Тот, словно сдаваясь, вновь сел на постели, молча за ним наблюдая.
А потом вдруг резко вырвал свои ладони из его рук, наклонился близко к его лицу и поцеловал. Сам. Глубоко и жестко, кусаче, будто хотел этим поцелуем выразить всю свою боль и свой гнев. Шут сначала опешил, а потом ответил с неменьшей страстью, жадно и голодно принялся вылизывать его рот, и этот поцелуй больше походил на борьбу.
Анджей прижал его к себе, вцепился в плечи, будто боялся, что Михал передумает и сбежит, и целовал-целовал-целовал до умопомрачения, стонал ему прямо в губы и словно никак не мог насытиться.
Михал вновь отодвинулся первым — он словно задыхался, посеребренные сединой волосы растрепались, и взгляд обычно таких спокойных темных глаз сейчас выражал скрытое безумие.
— Господи, господи, — лихорадочно зашептал Анджей, все еще не до конца верящий во все происходящее.
— Замолчи!
— Михал, Михал, я так хочу… Хочу с тобой всего, слышишь? Если ты… Позволишь… Если ты тоже хочешь… — Анджей взял лицо Аббата в свои ладони, огладил щеки, припухшие от поцелуя губы, нахмуренные густые брови и морщинку между ними.
— Лишь одно слово, я не буду давить, я буду ждать, мне хватит всего… Всего что вы… Ты… Готов будешь мне преложить… Просто… Просто скажи…
— Тебе мало сегодняшних признаний? — ответил Аббат уже спокойнее, его взгляд снова становился теплее и сам он становился вновь самим собою.
— Я…
— Анджей… Я будто и сам до конца не осознавал до этого момента, насколько ты дорог мне… — как-то грустно сказал Аббат, словно сдаваясь.

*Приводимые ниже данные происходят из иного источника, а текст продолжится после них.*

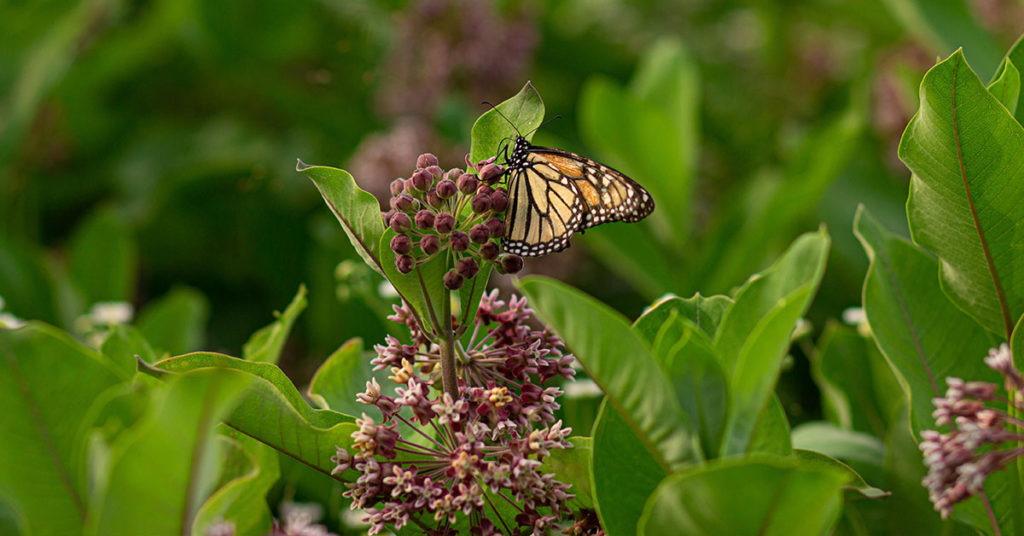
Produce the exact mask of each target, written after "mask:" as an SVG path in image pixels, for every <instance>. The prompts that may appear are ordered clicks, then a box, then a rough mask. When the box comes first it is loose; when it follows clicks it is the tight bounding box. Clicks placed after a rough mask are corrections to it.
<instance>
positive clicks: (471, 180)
mask: <svg viewBox="0 0 1024 536" xmlns="http://www.w3.org/2000/svg"><path fill="white" fill-rule="evenodd" d="M479 184H480V181H479V180H477V179H476V175H474V174H472V173H463V174H462V175H461V176H460V177H459V180H458V182H457V184H456V185H458V187H459V192H462V193H463V194H466V195H467V196H468V195H470V194H472V193H473V192H476V187H478V185H479Z"/></svg>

Анджей счастливо светился самой чудесной улыбкой на свете — такой заразительной, что Михал слабо улыбнулся в ответ уголками губ.
И Шут притянул его к себе, укладывая его голову себе на грудь, и обнял так, будто хотел спрятать в своих объятиях от всего мира.
Аббат посопел немного, тяжело вздохнул, потом пригрелся в его руках и притих.
— Тоже… Тоже всего с тобою хочу… — проговорил он наконец совсем тихонько куда-то Анджею в плечо.
— Михал… Останешься… Останешься как-нибудь у меня? — сердце Шута стучало так громко, что Аббат наверняка ощущал его биение под своей щекой.
— Останусь, — прошептал он.
И правда остался. Потому что врать — грешно, а в ближайшее время он, кажется, планировал достаточно грешить.